一日一曲(1895)マロッタ、エラスモ:神は偉大な光を二つ、お造りになった
本日は、生誕450年(1576年2月24日生)を迎えらえたイタリアの作曲家、エラスモ・マロッタさんの曲をご紹介します。
【エラスモ・マロッタ:シチリア島出身でローマの貴族たちを魅了し、のちにイエズス会士として情熱的な宗教音楽を追い求めた修道士作曲家】
エラスモ・マロッタ(Erasmo Marotta)は、1576年2月24日にシチリア島のランダッツォ(カターニャ近郊)で生まれました。幼少期から卓越した音楽の才能を示した彼は、若くして音楽の都ローマへ渡ります。そこでの本格的な修行を経て聖職者としての授任を受けるとともに、優れた歌唱力と高い作曲技術によって多くの枢機卿や貴族たちから熱烈な評価を獲得しました。1600年にはトルクアード・タッソの詩に基づく牧歌劇『アミンテ』の音楽化作品を出版し、牧歌劇の発展において重要な足跡を残します。
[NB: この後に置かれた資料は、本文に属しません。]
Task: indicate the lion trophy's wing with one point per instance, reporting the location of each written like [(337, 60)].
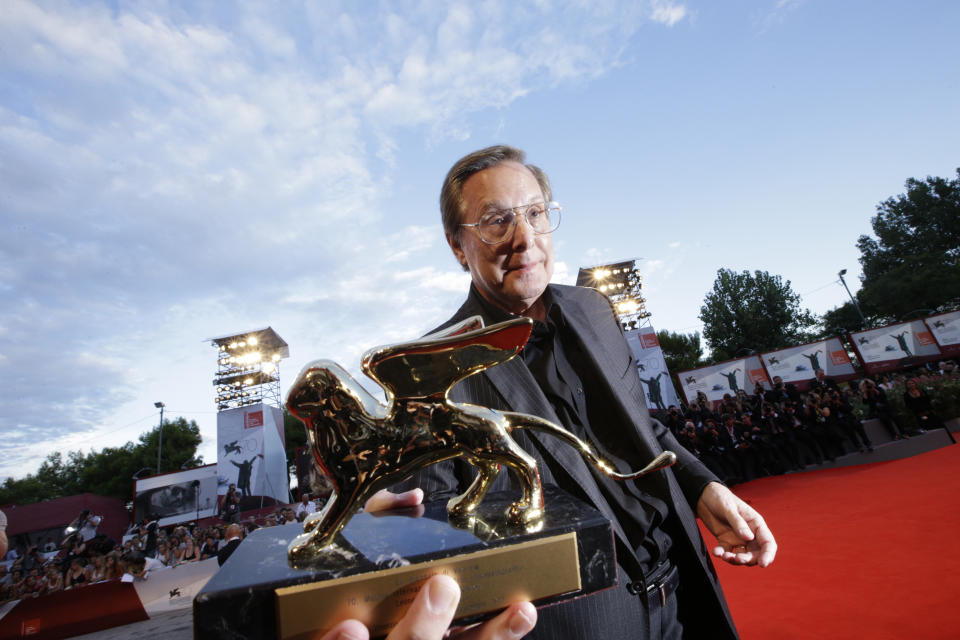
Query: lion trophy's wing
[(433, 364)]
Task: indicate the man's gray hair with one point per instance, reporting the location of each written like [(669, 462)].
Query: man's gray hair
[(451, 195)]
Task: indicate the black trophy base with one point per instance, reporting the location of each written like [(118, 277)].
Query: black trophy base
[(379, 562)]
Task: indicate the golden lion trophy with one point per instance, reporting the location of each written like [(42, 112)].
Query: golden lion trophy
[(543, 546)]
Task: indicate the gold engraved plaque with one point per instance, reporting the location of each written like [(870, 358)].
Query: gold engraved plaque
[(489, 581)]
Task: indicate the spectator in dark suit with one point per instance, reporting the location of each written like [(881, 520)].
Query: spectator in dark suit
[(234, 538)]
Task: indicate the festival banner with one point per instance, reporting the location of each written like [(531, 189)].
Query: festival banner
[(723, 378), (895, 346), (657, 386), (800, 364), (945, 328), (177, 497)]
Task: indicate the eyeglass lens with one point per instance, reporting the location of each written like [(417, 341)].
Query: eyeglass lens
[(542, 219)]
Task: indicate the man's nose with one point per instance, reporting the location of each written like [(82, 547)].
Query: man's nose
[(522, 232)]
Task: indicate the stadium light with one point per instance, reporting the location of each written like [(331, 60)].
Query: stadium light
[(248, 368), (621, 282)]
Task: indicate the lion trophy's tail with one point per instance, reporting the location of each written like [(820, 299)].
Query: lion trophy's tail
[(533, 423)]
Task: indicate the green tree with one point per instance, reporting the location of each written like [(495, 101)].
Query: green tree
[(752, 311), (914, 261), (295, 436), (180, 441), (843, 319), (681, 351), (107, 472)]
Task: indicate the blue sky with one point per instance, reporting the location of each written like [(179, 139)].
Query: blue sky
[(171, 172)]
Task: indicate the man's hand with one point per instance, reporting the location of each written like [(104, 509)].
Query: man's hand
[(742, 534), (431, 613), (383, 500)]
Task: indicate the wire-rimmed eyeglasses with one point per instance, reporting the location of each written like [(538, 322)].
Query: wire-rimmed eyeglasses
[(497, 226)]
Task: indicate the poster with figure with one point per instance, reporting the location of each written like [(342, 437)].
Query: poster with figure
[(657, 386), (800, 364), (250, 453), (176, 497), (724, 378), (895, 346), (945, 329)]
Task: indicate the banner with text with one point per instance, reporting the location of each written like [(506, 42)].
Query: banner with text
[(895, 346), (800, 364), (652, 368), (250, 453), (720, 379), (945, 328)]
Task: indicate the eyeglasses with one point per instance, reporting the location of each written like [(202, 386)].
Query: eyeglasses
[(498, 226)]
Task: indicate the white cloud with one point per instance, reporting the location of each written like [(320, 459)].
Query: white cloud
[(169, 175), (666, 12)]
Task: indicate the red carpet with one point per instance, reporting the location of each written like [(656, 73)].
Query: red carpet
[(865, 552), (74, 612)]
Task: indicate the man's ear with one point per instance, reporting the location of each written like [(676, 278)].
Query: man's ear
[(454, 243)]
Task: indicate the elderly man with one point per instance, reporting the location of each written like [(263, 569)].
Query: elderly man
[(234, 536), (577, 370)]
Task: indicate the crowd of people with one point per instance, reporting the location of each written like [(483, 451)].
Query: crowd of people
[(87, 556), (781, 429), (741, 437)]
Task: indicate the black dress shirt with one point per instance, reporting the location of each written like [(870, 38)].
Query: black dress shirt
[(567, 378)]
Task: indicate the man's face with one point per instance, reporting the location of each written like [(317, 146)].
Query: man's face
[(514, 273)]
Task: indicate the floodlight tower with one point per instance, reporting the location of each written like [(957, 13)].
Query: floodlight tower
[(248, 368), (621, 282)]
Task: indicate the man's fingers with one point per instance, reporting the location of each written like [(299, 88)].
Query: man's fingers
[(384, 499), (514, 622), (431, 611), (768, 546)]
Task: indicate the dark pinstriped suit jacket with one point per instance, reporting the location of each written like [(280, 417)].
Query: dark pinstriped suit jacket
[(511, 386)]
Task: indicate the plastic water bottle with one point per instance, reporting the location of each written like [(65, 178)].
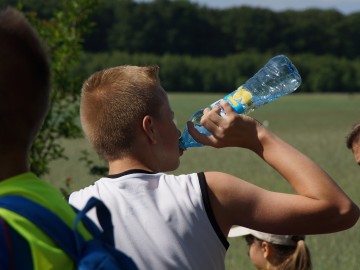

1610年、マロッタは自らの深い信仰心と音楽的才能を融合させるべくイエズス会に入会し、1612年にはメッシーナのイエズス会学院長に就任しました。イエズス会士としての彼は、聴き手の感情や想像力を刺激する劇的な宣教・教育効果を音楽に求め、1613年にはシチリア島で初めて通奏低音(バッソ・コンティニュオ)を伴う受難曲の唱法を導入するという画期的な試みを行いました。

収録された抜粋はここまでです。